As expected, we found that methods that encourage deeper semantic processing of the misinformation produce higher rates of misinformation reporting at a subsequent test. Participants who were asked to place the elements of a scrambled narrative in chronological order, or who had to use context clues from the narrative to fill in missing words, reported more misinformation than participants who simply read the same narrative. This supports previous research suggesting that depth of processing is a critical factor in misinformation acceptance (Garry et al., 1996; Goff &

Roediger, 1998; Lane & Zaragoza, 2007; Sharman et al., 2004; Zaragoza & Lane, 1994). Importantly, these effects were observed without a corresponding decrease in accuracy in the control condition, suggesting that the effect is specific to misinformation. Of the written methods employed, the simple narrative was the least effective at immediate test, despite being one of the most commonly used approaches in experimental research (e.g. Eakin et al., 2003; Echterhoff et al., 2007; Greene et al., 2020; Stark et al., 2010; Zhu, Chen, Loftus, Lin, He, Chen, Li, Xue, et al., 2010). A clear “sleeper effect” (cf. Underwood & Pezdek, 1998) was however observed after one week, whereby participants in the simple narrative condition reported a higher rate of misinformation following a delay. This effect is thought to come about as the details of the original event fade over time, and participants become more prone making source-monitoring errors by confusing the post-event

35 misinformation with the original event (Frost et al., 2002). A similar effect was observed in the scrambled narrative and missing-items narrative conditions (though this did not quite reach significance in the missing-items condition). These conditions continued to show the strongest misinformation effect after one week, providing additional support for the levels of processing account outlined above.

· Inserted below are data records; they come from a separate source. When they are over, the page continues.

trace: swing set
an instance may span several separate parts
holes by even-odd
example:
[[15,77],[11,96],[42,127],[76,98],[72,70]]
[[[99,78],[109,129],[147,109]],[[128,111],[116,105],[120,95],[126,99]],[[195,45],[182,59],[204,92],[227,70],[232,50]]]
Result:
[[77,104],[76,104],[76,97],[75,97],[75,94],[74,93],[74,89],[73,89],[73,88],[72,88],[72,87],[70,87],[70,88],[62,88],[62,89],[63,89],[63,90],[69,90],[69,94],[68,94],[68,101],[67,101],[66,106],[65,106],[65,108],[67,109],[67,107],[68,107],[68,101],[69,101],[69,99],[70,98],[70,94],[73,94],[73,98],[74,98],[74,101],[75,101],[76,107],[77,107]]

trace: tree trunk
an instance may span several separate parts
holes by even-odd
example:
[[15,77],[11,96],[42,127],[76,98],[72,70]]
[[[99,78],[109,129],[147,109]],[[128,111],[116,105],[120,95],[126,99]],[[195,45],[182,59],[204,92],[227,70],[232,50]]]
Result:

Simple vs. elaborate leading questions

Previous research has suggested that including additional detail in a leading question may enhance the misinformation effect (Sharman & Powell, 2012). In the present study, both simple leading questions and elaborate leading questions resulted in significant misinformation effects, however contrary to our expectations, the effect size in both conditions was very similar at immediate test, and the quantity of misinformation reported in the two conditions did not differ significantly. After a one week delay however, the misinformation effect was no longer significant in the simple leading questions condition, and the effect size in the elaborate leading questions condition was more than double that in the simple condition. It is important to note that this follow-up analysis was relatively underpowered, and that the simple leading questions did have a moderate continued effect on memory. Nevertheless, the more detailed questions – which may aid visualisation of the misinformation – do appear to have elicited a longer-lasting effect.

Doctored photographs

In contrast with previous research on the topic, (e.g. Braun & Loftus, 1998; Henkel & Carbuto, 2008;

Koutstaal et al., 1999; Nash et al., 2009; Schacter et al., 1997), the doctored photographs employed in the present study did not elicit a higher rate of misinformation relative to viewing control

(unaltered) photographs of the scene. In order to ensure a match with other conditions in the experiment, participants were allowed to move through the slideshow at their own pace and were not required to engage in any depth with the photographs. This null effect may therefore be partially

36 explained by a levels of processing account (Craik & Lockhart, 1972), however other self-paced conditions (such as the simple narrative) did produce significant misinformation effects. It is also possible that, in viewing the doctored images, participants did not focus on the altered elements of the image but instead attended to other features of the scene; for example, they may not have noticed the red traffic light at the top of the image if they were focussed on the arguing couple below. Finally, participants may have consciously discounted the misinformation presented in the doctored images if they detected the alterations and realised that they were being provided with inaccurate details. However, Nash (2018) showed that even very badly doctored photographs can produce memory distortions (e.g. an image of a crowd scene with a Photoshopped police horse whose feet don’t touch the ground). Moreover, when asked what they believed the experiment to be about, only 2.2% of participants in the doctored photographs condition suggested that the experiment may have included misinformation. Of these, only one participant explicitly reported anything relating to image alteration: ”I think it had something to do with false memories, as one of the images shown showed the robber bumping into the woman exiting the park, whilst I distinctively remember the woman who was robbed hitting her”. No other participants in this condition indicated any awareness that the images had been doctored, and overall this condition was associated with the lowest rate of misinformation detection in the experiment. These results suggest that doctored photos may not be a useful method of implanting misinformation. Our findings stand in contrast to the predictions of the source monitoring framework, which holds that significant overlap between sources – e.g. in the case of a video and screenshots from that same video – should result in increased source monitoring errors and therefore higher false memory rates (Mitchell & Johnson,

2000). However, given that doctored photographs have been repeatedly shown to influence memory in other studies (e.g. Frenda et al., 2013; Nash, 2018; Sacchi et al., 2007; Strange et al.,

2008; Strange et al., 2006; Wade et al., 2002), further evidence is required to examine the utility of doctored photographs under a range of different conditions.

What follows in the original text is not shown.